Laws and Electronic mail: an Alternative of Struggle

An international network begins to coordinate effectively the lawyers and scientists who support struggles for the environmental law and the rights of poor people.

Byron Real López

Traditionally, laws have neglected both community interests and the interests of nature and the environment. Their role has thus been viewed with mistrust by social activists throughout the world. Laws have guaranteed the permanence of unjust systems by which wealth is distributed, the incorrect use of natural resources, and tense relations among social and racial groups and between the sexes. Under the auspices of existing laws in different countries throughout the world, great injustices have been done against peasants, workers, women and indigenous peoples. Law has also gone against nature.

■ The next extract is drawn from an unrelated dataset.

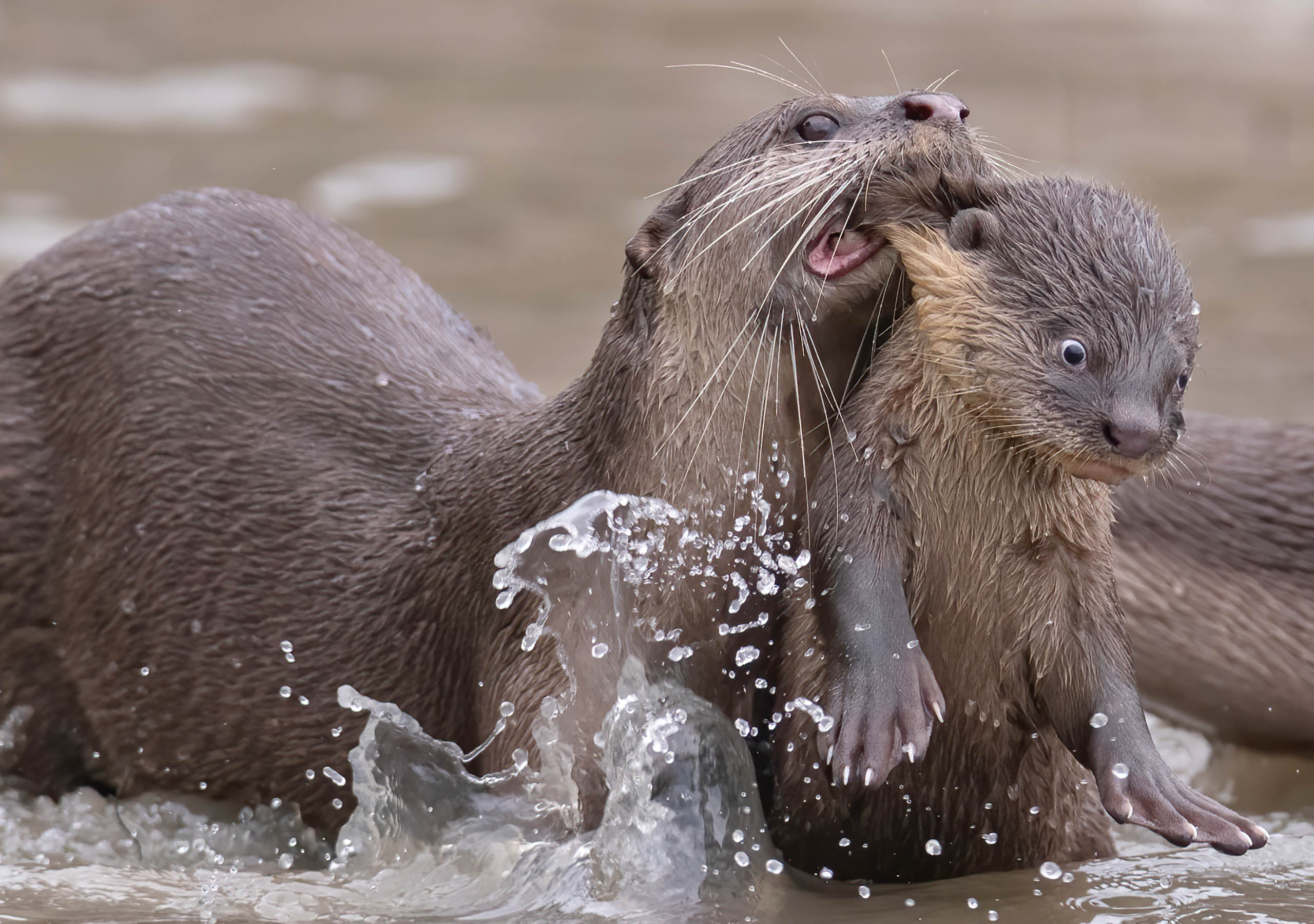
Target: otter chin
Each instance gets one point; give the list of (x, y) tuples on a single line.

This longstanding negligence is being rectified through alternatives uses of the law: lawyers on the side of grassroots causes are creatively using legal norms to favor those social groups that have previously had few possibilities of gaining access to justice.

A Ghost Traveling the Third World

The anguished rush of third world countries to achieve "development" has resulted in the palpable destruction of the economies of natural processes and of human survival.

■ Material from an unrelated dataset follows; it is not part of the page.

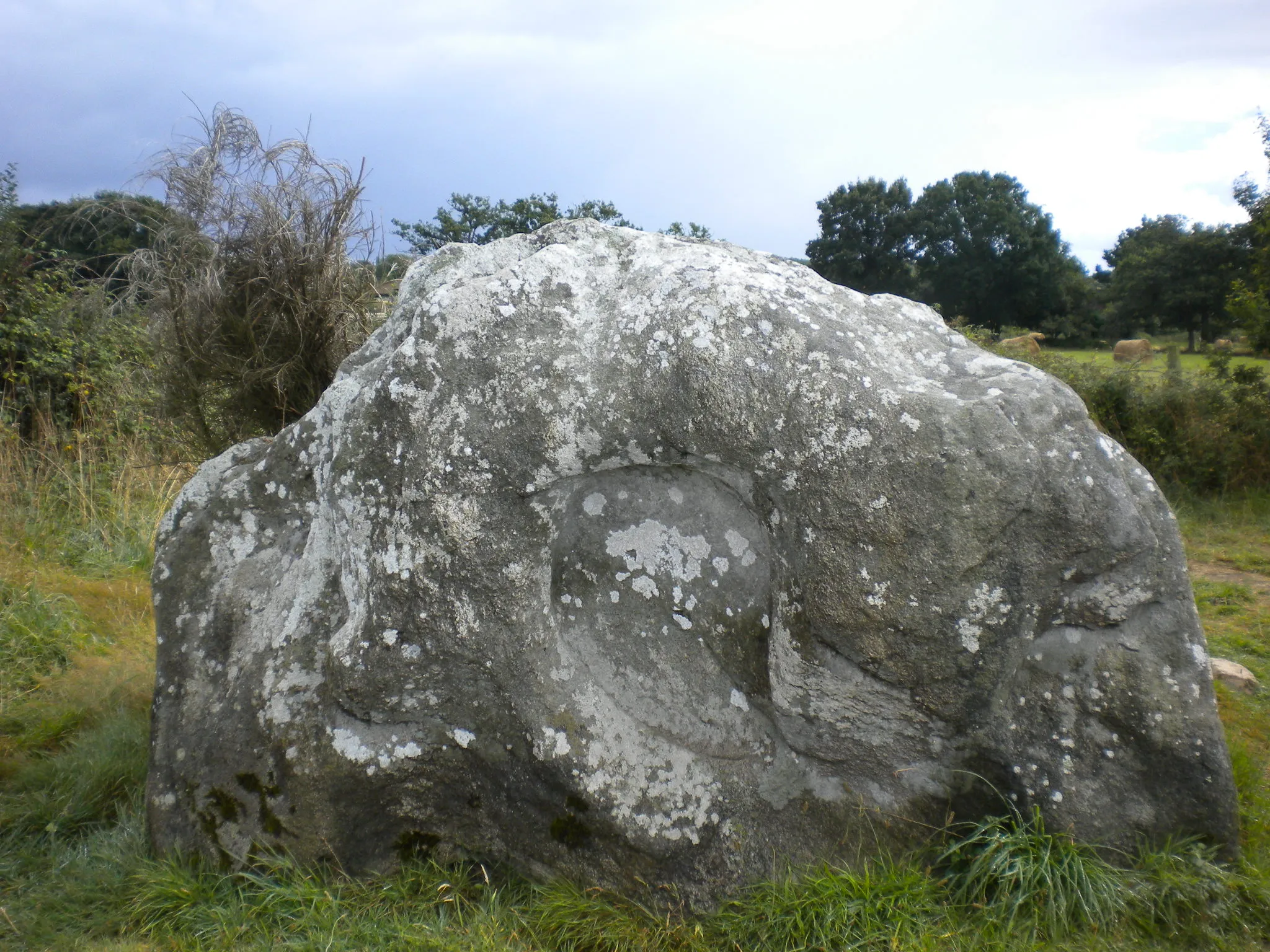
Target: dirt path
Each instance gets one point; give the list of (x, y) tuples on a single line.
[(1209, 571)]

Over history, our countries have ceded their natural and social resources in the belief that, in exchange, the capitalist system would provide the much heralded "economic development" in the wake of which would come social, cultural and technological development, along with much, much more. In this process, exaggerated privilege has been given to the unequal distribution of wealth, the exploitation of man by man and the destruction of nature, all seen as requisites to achieving progress. There has thus been a break with the planet's ecological harmony and with the social harmony of traditional human groupings. By ignoring or underestimating these two vital economies that of natural process and that of human survival development has become a threat to the equilibrium of the ecological system and the survival of the human race.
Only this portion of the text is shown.